Explosives used on RAB in Dhaka were made in Chittagong dens, police suspect

The similarities between the explosives found in Comilla, Chittagong and Dhaka have made police suspect that those were assembled in Chittagong militant dens and transported to the capital.

Uttam Sen Gupta Chittagong Bureaubdnews24.com
Published : 19 March 2017, 06:03 PM
Updated : 19 March 2017, 06:04 PM

Police busted a militant den in Mirsharai on Mar 8 following information obtained from two suspects arrested during an attack on a security check post in Comilla the previous day.

On Mar 15, a militant couple was detained in a raid on a house at Namar Bazar in Chittagong's Sitakunda. Information given by them led to the raid on another house nearby in Premtala area of the same municipality.

The 19-hour stand-off and raid ended in the morning on Mar 16 with the deaths of two suspects in a suicide blast and two others by the law-enforcers in the final assault.

A huge cache of bombs, explosives and bomb-making materials were also found in the Chittagong hideouts.

Two of those killed during the Premtala raid in Sitakunda were bomb experts of revived radical group Jama'atul Mujahideen Bangladesh (Neo-JMB), police said. The militant dens were being used to make bombs, the law enforcers suspect.

In an apparent reprisal of Chittagong raid and deaths of fellow militants, two suicide attackers tried to attack a RAB camp in Dhaka on Friday.

One militant died in a suicide attack at the elite force's barracks in Dhaka's Ashkona while another was captured during the incident but later died of 'cardiac arrest' in RAB custody. Two RAB personnel were injured in the attack.

On Saturday, another militant armed with explosives was shot dead at a RAB check post in the capital's Khilgaon he tried to run over his motorbike at the checkpoint.

Deputy Inspector General of Police (Chittagong Range) Mohammad Shafiqul Islam has said the law enforcers were checking whether the explosives used in the Dhaka attacks were transported from Chittagong.

"There are similarities between the bombs hurled at police in Comilla and those recovered in Sitakunda," he told bdnews24.com on Sunday.

"And the bombs (used) in Dhaka RAB barracks have similarities with those recovered in Comilla and Sitakunda," said the DIG.

In initial interrogation, the two arrested in Comilla's Chandina after attacking police at a check post stated that they were carrying the bombs from Chittagong to Dhaka. The duo attacked police when the law enforcers stopped their bus at the check post.

DIG Shafiqul said, "They made the bombs in Chittagong and sending those to Dhaka. If it is true, then this can be understood that their target was to use the bombs in the capital."

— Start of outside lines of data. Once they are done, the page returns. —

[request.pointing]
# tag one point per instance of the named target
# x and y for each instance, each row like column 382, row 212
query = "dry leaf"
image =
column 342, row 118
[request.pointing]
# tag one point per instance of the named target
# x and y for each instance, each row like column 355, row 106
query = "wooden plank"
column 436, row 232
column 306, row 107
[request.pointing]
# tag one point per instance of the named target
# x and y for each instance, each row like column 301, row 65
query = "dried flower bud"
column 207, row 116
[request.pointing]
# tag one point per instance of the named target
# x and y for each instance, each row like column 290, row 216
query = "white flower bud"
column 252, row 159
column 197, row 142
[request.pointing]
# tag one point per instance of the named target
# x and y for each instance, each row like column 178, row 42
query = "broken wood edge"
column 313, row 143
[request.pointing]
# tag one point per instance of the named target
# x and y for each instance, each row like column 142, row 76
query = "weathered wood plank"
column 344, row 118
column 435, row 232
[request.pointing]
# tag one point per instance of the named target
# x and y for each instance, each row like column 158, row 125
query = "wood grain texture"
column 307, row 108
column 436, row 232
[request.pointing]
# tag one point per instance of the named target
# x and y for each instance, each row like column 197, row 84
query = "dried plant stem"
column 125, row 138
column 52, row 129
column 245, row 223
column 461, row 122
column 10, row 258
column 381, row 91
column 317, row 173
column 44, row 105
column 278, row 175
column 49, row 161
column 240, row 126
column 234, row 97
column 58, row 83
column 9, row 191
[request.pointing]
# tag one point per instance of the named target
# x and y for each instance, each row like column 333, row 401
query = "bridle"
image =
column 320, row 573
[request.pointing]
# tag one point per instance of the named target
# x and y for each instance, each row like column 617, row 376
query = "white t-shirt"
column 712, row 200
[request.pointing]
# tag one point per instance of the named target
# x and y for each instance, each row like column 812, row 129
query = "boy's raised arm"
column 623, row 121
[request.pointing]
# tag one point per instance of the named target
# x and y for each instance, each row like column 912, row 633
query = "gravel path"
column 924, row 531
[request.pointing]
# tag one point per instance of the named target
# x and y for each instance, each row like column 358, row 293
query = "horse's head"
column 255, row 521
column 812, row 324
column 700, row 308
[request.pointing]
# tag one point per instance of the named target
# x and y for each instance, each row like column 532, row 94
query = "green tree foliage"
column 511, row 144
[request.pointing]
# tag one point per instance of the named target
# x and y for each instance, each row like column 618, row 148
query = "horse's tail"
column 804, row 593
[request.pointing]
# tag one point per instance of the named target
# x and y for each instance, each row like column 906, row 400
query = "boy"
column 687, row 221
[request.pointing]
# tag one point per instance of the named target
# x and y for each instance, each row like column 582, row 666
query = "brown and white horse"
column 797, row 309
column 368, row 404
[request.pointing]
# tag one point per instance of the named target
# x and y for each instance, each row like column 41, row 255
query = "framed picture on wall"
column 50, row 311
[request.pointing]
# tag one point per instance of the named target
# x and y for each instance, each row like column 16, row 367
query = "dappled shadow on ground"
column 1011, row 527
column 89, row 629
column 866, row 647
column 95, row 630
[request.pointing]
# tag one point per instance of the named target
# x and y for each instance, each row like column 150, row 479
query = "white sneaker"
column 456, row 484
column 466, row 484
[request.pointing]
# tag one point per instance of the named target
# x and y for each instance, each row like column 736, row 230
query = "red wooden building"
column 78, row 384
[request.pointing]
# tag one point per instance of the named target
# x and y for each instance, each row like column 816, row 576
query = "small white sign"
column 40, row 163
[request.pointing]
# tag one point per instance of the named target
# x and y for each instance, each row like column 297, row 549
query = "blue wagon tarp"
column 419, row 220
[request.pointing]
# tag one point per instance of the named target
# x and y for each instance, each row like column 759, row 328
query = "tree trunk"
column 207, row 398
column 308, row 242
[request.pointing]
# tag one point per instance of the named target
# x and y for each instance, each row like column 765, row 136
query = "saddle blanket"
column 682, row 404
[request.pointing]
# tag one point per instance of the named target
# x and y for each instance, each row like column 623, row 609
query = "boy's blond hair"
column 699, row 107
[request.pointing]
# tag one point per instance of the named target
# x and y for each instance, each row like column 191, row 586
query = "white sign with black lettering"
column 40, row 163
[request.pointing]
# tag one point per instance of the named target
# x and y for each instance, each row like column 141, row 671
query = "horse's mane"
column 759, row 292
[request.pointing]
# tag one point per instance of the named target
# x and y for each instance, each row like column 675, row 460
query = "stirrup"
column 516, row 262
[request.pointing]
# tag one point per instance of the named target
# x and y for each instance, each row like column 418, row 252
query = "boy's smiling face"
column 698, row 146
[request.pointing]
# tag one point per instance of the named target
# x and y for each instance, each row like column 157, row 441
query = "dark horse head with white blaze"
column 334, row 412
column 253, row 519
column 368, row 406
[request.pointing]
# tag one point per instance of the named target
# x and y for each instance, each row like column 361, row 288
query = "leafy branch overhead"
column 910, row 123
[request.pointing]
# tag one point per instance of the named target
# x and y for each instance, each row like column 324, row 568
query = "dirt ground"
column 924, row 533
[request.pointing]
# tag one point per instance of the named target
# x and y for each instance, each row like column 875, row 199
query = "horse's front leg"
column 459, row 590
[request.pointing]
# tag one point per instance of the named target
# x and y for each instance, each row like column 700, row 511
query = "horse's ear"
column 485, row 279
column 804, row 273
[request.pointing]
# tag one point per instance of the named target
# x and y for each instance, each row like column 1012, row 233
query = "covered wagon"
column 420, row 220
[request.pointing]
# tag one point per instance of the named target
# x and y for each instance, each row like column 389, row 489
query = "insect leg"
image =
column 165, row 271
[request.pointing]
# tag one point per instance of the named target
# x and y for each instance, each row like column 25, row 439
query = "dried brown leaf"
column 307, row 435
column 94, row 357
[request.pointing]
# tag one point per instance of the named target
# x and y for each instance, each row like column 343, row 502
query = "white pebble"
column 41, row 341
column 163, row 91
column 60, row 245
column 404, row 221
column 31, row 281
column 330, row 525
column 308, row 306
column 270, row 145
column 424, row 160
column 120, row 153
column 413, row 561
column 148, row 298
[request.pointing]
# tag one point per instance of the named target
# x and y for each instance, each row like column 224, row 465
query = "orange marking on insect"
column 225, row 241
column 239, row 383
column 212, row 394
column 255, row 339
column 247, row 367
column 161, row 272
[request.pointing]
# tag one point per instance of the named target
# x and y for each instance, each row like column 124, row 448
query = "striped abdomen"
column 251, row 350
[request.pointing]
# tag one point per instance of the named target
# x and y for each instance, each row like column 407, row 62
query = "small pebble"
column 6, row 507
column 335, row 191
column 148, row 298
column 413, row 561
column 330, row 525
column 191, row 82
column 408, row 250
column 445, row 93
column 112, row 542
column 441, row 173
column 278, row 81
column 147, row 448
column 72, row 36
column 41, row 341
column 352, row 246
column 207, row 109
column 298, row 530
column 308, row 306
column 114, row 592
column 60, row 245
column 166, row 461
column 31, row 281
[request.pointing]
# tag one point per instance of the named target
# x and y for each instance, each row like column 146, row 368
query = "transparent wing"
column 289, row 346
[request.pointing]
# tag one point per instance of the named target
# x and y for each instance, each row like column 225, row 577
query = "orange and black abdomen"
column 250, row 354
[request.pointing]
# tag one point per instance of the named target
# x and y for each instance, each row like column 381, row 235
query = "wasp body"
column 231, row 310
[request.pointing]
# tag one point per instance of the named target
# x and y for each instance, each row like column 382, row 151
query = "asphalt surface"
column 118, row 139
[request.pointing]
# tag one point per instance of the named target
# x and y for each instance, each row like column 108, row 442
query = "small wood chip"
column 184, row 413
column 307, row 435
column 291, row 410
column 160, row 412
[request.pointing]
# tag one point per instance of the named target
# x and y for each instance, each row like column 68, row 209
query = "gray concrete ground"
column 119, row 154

Following a series of attacks on attacks and murders by suspected Islamist militants between early 2015 and mid-2016, the situation almost normalised amidst law-enforcing agencies' crackdown on militancy after the Gulshan and Sholakia terror attacks in July last year.

The law-enforcing agencies think the militants carried out the attacks on RAB to make their presence known.